# Kann ich einen thread zwei mal starten ?



## me.toString (8. Okt 2003)

Hallo @ all ...

ich habe folgendes Problem ... ich habe ein Objekt einer klasse, die von Thread erbt. Wenn ich dann objekt.start() aufrufe, startet der Thread auch einwandfrei. Nun aber möchte ich nach einer Weile den Thread ein weiteres mal starten mit objekt.start() - aber ohne ein neues Objekt meiner Klasse zu erzeugen !!!!! - und dann passiert nix ( noch nicht mal 'ne Fehlermeldung kommt ).

Kann mir das vielleicht einer erklären ? ... wichtig ist, das es nur dies eine Objekt der Klasse geben darf !

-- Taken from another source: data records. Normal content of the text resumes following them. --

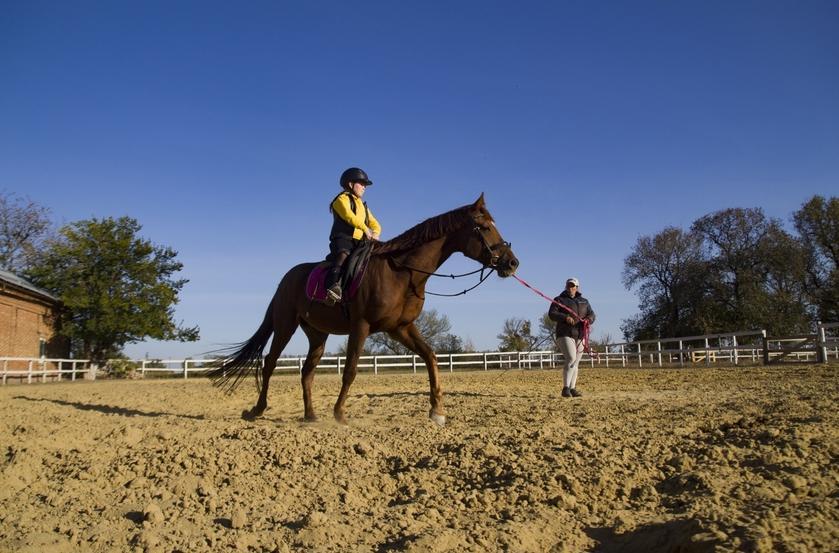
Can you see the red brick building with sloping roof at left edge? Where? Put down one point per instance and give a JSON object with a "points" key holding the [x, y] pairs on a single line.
{"points": [[27, 320]]}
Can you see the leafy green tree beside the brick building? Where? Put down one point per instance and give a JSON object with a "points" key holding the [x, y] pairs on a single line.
{"points": [[116, 287]]}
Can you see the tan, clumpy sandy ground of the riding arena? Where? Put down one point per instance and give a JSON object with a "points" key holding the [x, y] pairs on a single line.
{"points": [[690, 460]]}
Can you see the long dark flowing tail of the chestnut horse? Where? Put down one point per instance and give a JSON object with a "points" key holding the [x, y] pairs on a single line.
{"points": [[236, 362]]}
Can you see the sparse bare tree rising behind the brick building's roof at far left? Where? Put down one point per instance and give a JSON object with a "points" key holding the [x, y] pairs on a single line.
{"points": [[24, 227]]}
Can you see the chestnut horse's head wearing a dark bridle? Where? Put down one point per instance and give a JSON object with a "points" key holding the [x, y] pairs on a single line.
{"points": [[484, 243]]}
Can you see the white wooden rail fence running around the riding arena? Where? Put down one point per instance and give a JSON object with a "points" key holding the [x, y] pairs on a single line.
{"points": [[735, 348]]}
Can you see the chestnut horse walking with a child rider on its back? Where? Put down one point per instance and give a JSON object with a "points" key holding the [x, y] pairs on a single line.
{"points": [[389, 299]]}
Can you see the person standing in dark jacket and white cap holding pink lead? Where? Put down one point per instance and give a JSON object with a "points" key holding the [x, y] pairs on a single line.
{"points": [[572, 317]]}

Danke schon mal im vorraus ...

Michael


----------



## mariopetr (8. Okt 2003)

nein, das ist nicht moeglich. was zum beispiel moeglich waere ist, dein object mit new Thread(Runable runable) mehrmals zu starten


----------



## Stefan1200 (8. Okt 2003)

Mir sind ähnliche Phänomene aufgefallen, wenn ich ein Thread nur einmal instanziere (als Klasseninstanz) und diesen Thread starte, klappt alles. Auch stop() und interrupt() klappte super. Wollte ich danach aber diesen Thread ein zweites mal starten, passierte gar nichts!

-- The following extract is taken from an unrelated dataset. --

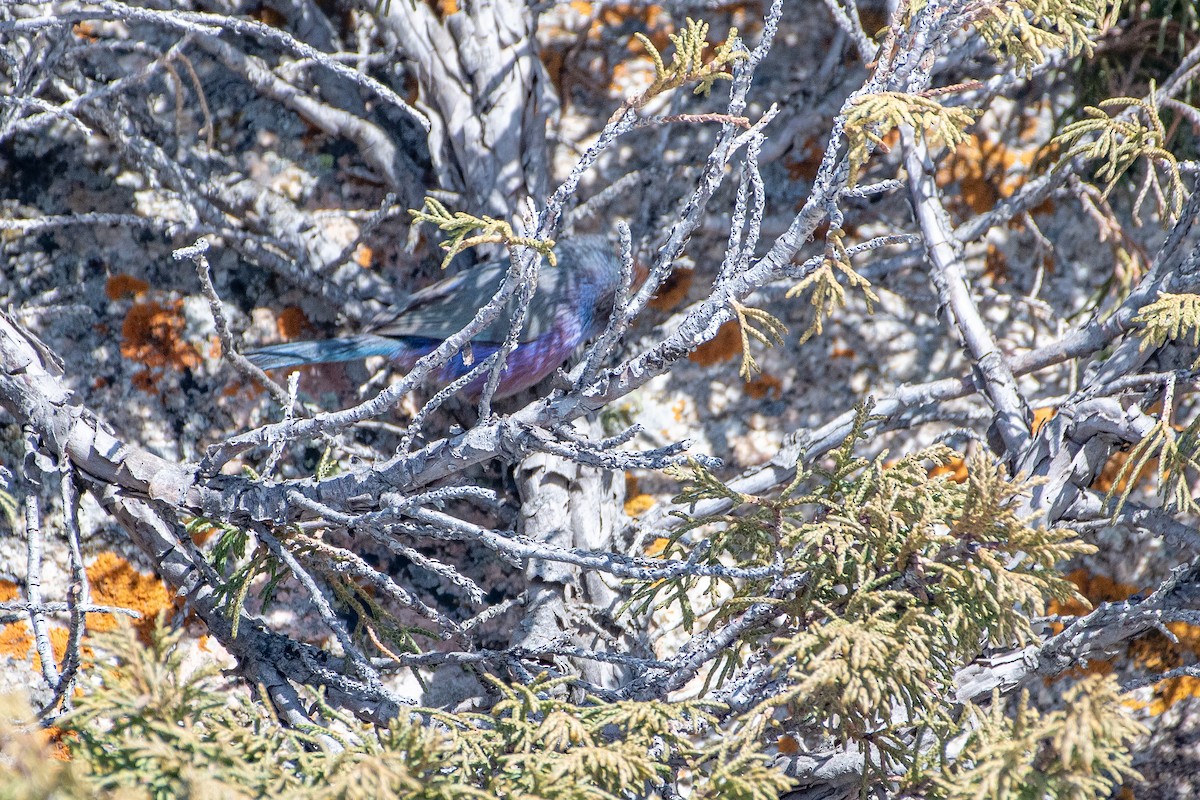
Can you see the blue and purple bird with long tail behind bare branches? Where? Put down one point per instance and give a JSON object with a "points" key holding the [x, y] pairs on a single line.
{"points": [[572, 305]]}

Das einzige, was funktioniert hat, wenn ich den Thread neu instanziere, dann klappt es.
Also Thread neuerThread; als Klasseninstanz, und beim Starten vorher erst
neuerThread = new Thread(this);
gemacht.

Ob du das gebrauchen kannst, weiss ich nicht. Teste einfach mal.


----------



## jptc.org (8. Okt 2003)

works as designed - laut Java spec. kann eine Threadinstanz immer nur einmal gestartet werden  :!: Lösung zu dem Problem wurden ja schon oben erklärt.

Karsten Voigt
http://www.java-performance-portal.org


----------